Kashvi felt another laugh rising, softer this time. Around her, the house continued its quiet evening rhythm. Conversations flowed. The television murmured. Familiar warmth wrapped around her.
Iva: If any of you ever ignore my messages I will show up at your house.
Saisha: That is a threat.
Kashvi: That is definitely a threat.
Iva: It is friendship.
Another soft laugh escaped Kashvi.
Miles away, Saisha stared at the same messages and smiled into the soft light of her screen.
Two different homes. The same shared laughter traveling invisibly between them.
Nothing extraordinary was happening.
Just a group chat. A few jokes. The beginning of something simple and steady.
And in the quiet comfort of their separate halls, both girls felt it at the same time.
The gentle certainty that they were no longer strangers.
Saisha was still smiling faintly at her screen when Vyaan leaned closer to Shauryansh and whispered, just loud enough for him to hear, “Are you sure something hasn’t gotten into her today?”
Shauryansh did not even look at him. His hand moved automatically, landing a firm but controlled whack on the back of Vyaan’s head.
The sound was soft but decisive.
Vyaan gasped dramatically. “Aah”
He clutched the back of his head like he had suffered a serious injury and immediately collapsed sideways, resting his head in Madhavi’s lap.
“Mummy dekho,” he complained loudly. “Kitni tez maara. Khoon to nahi nikal raha”
Madhavi looked down at him with a mixture of amusement and resignation. “Drama band karo”
“Main serious hoon,” Vyaan insisted. “Mujhe stars dikh rahe hain”
“Woh tumhe roz dikhte hain,” Samar said dryly from the other side of the room.
Soft laughter rippled through the hall.
Saisha shook her head, her earlier laughter returning in quieter waves.
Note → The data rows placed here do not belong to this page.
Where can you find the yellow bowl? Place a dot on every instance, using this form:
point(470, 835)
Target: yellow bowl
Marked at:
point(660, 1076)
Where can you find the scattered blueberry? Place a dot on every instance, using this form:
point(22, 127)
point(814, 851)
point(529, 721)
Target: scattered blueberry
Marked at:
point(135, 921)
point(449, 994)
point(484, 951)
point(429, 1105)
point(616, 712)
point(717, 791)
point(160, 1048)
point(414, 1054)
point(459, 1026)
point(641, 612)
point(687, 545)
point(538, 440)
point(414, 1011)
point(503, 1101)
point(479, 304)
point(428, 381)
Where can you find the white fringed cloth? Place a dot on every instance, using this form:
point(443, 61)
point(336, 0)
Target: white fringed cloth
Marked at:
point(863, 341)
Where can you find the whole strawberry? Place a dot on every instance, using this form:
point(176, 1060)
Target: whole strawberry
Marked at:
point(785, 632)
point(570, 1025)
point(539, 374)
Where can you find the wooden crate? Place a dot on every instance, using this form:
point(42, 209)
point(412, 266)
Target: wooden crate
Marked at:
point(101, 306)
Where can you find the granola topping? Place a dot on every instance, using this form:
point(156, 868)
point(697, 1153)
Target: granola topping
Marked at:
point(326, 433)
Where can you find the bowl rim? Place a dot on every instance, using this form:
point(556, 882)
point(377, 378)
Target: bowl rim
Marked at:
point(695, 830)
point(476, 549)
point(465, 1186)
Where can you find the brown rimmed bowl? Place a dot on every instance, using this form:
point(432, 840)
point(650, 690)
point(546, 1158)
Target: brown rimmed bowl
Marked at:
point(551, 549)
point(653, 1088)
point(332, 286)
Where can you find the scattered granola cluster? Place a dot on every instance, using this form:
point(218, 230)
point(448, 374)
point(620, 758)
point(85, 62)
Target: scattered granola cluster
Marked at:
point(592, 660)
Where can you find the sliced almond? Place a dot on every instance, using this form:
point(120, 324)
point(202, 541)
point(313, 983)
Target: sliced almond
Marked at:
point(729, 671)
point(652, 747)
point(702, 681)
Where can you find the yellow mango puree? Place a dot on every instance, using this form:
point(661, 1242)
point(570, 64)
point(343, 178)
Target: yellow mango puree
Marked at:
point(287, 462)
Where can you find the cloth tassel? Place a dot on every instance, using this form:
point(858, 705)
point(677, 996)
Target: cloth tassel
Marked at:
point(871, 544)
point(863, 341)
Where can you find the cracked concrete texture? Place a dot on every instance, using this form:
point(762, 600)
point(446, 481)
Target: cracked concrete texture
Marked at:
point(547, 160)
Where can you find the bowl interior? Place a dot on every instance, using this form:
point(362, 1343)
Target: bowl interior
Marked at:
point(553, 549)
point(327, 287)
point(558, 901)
Even Shauryansh’s lips curved slightly before he looked back down at his book.
Madhavi adjusted Vyaan’s head absentmindedly. “Theek ho tum. Utho ab”
“Nahi,” he declared, closing his eyes. “Main yahin rehne wala hoon. Safe jagah hai”
“You are not injured,” Shauryansh said calmly.
“You cannot decide that,” Vyaan replied without opening his eyes. “Main victim hoon”
The room filled with easy laughter again.
Saisha glanced at her phone one last time before locking the screen. The warmth of the moment lingered inside her. Around her, her family’s voices blended into a familiar, comforting hum.
Ordinary evening. Ordinary teasing. Ordinary happiness.